I was especially aware of that irony today, when I skipped the elliptical but spent two hours in my back yard, using a shovel and a pitchfork (hence today's picture!) to turn the soil for this year's vegetable garden - in this part of the country, we need to get the cool weather veggies in the ground by now if we want them to grow before the hot weather rolls in. I don't have a huge garden, but digging even a small one for two hours means a fair amount of genuine exercise, one sort of real manual labor that existed long before elliptical machines and stairmasters. And better still, that work I did had an actual purpose beyond burning calories: in a couple months I will be eating healthful, home-grown food from that garden, which will make me healthier still and save me money besides. Nowadays this might be the "other kind" of exercise, but there's definitely something to be said for it.

Friday, March 12, 2010

I Just Can't Hold My Yogurt!


A big part of losing weight for me is avoiding foods that make me hungrier - the dreaded "high glycemic index" foods that cause havoc with insulin levels and trigger binges. Based on that concept and on my other "rules", I recently decided I might be able to add some Greek yogurt to my diet - no added sugars, classified as low-GI, and a carb count per serving that I could make work. Since I like my yogurt tart, I'm not tempted to mix fruit or jam into it, either. A few tablespoons should have made a great dessert or snack.

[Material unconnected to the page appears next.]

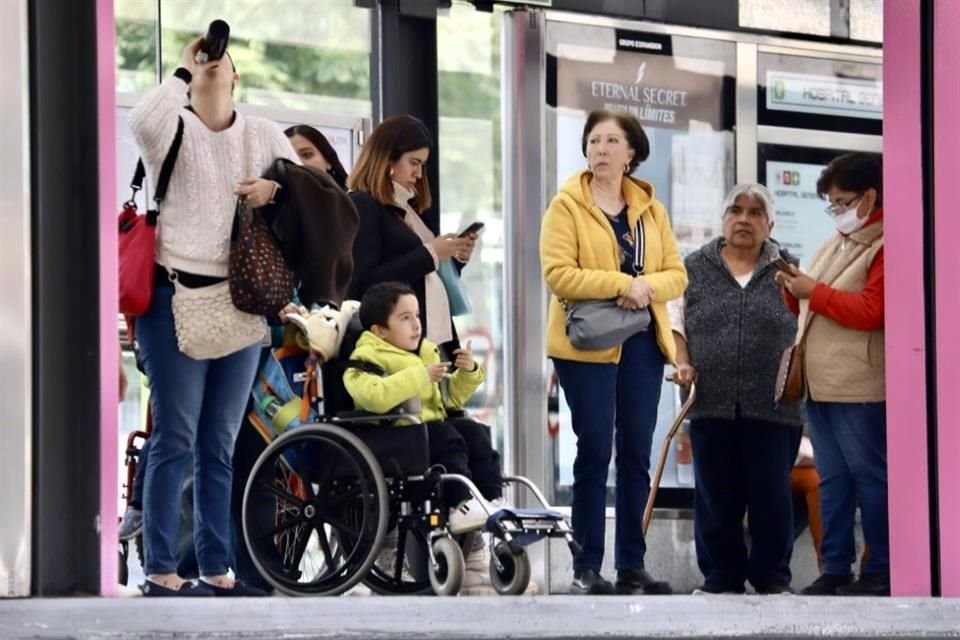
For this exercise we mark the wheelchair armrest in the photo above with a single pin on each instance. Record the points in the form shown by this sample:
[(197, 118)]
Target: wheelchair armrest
[(369, 416)]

The results? I found out I just can't hold my yogurt - or at least, I can't hold the line on how much I eat! It was amazing how quickly every new (and expensive!) container of Greek yogurt ended up empty in the sink. Worse, not only did one serving of yogurt make me hungry for more, it also gave me cravings for other sweet foods and made me hungrier in general. I don't keep sweet stuff in the house and I always summoned up enough will power not to grab the car keys and head out in search of my biggest vices: chocolate, dried fruit, or worst of all, a combination of those like chocolate-covered raisins. However, I couldn't stop myself from doing a few late-night "mini-binges" of the meat, cheese, and other low-carb foods which I do keep in the house. And as everyone who's ever tried to lose weight knows, that sense of weakening control over your appetite is a terrifying feeling. If I'd been in a 12-step program, I think I would have had to call my sponsor!

There's some disagreement online about yogurt consumption when a person is trying to lose weight (those probiotics are very trendy right now), but it does seem that yogurt has a very high insulin index, in spite of its acceptable glycemic index. Apparently some foods which are not high-GI nevertheless elicit a major insulin response - and of course that elevation in insulin production can trigger the usual cycle of hunger pangs and fat storage in someone like me, bringing weight loss to a dead stop.

So, I guess I will be giving up the Greek yogurt for now. Maybe I'll add it to my "Someday in Moderation" list. And in the meantime, I can at least feel better about saving money and not adding more plastic containers to my recycling bin.